Élaborer sans délai une politique claire de protection des enfants
handicapés;
Industries extractives
xlvi. Veiller à l'adoption des textes d’application de la Loi sur les mines et les
minéraux (2013);
VIH / SIDA
xlvii. Élaborer sans délai une politique concertée de lutte contre la stérilisation
involontaire des femmes vivant avec le VIH / SIDA;
xlviii.
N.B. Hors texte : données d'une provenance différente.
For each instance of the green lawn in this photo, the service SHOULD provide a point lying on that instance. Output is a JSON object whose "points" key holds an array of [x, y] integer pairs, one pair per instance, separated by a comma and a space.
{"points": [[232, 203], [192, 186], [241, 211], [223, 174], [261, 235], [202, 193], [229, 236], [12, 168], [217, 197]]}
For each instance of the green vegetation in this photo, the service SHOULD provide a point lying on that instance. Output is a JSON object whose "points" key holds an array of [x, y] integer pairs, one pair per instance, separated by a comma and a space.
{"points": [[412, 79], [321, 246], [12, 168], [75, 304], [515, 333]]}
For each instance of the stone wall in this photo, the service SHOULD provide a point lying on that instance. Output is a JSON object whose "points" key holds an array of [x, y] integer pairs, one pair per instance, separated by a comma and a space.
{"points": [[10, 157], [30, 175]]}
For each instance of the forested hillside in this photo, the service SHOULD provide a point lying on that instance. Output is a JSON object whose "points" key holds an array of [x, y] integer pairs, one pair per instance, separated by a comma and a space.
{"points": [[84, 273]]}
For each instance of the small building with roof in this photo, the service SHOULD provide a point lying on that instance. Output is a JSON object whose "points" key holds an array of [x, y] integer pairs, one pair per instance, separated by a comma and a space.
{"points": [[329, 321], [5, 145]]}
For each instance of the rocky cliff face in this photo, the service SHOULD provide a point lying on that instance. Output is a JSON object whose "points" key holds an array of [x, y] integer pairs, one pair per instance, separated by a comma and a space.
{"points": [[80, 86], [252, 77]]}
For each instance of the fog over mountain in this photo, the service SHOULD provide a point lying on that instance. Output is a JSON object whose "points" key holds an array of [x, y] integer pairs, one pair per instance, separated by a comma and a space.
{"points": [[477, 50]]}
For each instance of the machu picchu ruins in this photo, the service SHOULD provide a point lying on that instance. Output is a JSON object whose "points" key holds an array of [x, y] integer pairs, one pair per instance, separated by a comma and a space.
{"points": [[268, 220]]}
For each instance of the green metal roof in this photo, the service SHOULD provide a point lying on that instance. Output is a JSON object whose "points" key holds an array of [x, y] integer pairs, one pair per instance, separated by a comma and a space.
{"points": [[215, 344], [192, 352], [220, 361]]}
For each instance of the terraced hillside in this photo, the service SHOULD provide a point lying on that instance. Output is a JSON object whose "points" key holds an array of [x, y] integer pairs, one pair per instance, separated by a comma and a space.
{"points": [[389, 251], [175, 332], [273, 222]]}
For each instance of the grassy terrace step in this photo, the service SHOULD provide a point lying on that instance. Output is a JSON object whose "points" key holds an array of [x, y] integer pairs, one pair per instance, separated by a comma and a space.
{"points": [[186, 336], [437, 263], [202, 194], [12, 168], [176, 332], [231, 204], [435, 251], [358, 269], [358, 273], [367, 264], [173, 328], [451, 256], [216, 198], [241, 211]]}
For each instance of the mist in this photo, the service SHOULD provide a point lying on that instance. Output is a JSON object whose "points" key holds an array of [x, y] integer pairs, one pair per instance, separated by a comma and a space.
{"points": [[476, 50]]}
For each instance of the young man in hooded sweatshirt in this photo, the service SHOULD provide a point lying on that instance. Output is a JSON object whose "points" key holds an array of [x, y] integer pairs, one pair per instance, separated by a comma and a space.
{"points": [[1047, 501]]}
Prendre toutes les mesures nécessaires pour s’attaquer à l'augmentation
sans précédent des taux d'infection chez les jeunes filles et les femmes
âgées de 15 à 24 ans;
57
xlix.
Envisager la distribution de préservatifs dans les établissements
pénitentiaires, afin d'assurer la protection des personnes incarcérées qui
sont vulnérables au VIH / sida et aux autres maladies sexuellement
transmissibles;
l.
Élaborer des programmes de lutte contre le VIH / SIDA axés sur les
personnes LGBTI, et plus particulièrement les hommes ayant des
rapports sexuels avec des hommes (HSH);
Défenseurs des droits de l’homme
li.
Lever les restrictions imposées aux organisations de la société civile et
aux autres acteurs non étatiques, lesquelles ont pour effet de restreindre
la liberté de réunion et d'association et de limiter les activités des ONG
impliqués dans la promotion et la protection des droits de l'homme au
Swaziland;
lii.
Élaborer un cadre juridique pour la protection des défenseurs des droits
de l'homme, conformément à la Déclaration des Nations Unies sur les
défenseurs des droits de l'homme 1998 et aux Résolutions de la
Commission sur les défenseurs des droits de l'homme, notamment les
Résolutions, ACHPR/Rés. 69 (XXXV) 04, ACHPR/Res. 119 (XXXXII) 07,
et ACHPR / Res.196 (L) 11;
Protection des droits des personnes LGBTI
liii.
Adopter des mesures législatives ou politiques visant à assurer la
protection des personnes LGBTI contre les agressions, telles que la
violence et la maltraitance, commises sur la base de leur identité sexuelle
ou de leur orientation sexuelle supposée ou réelle.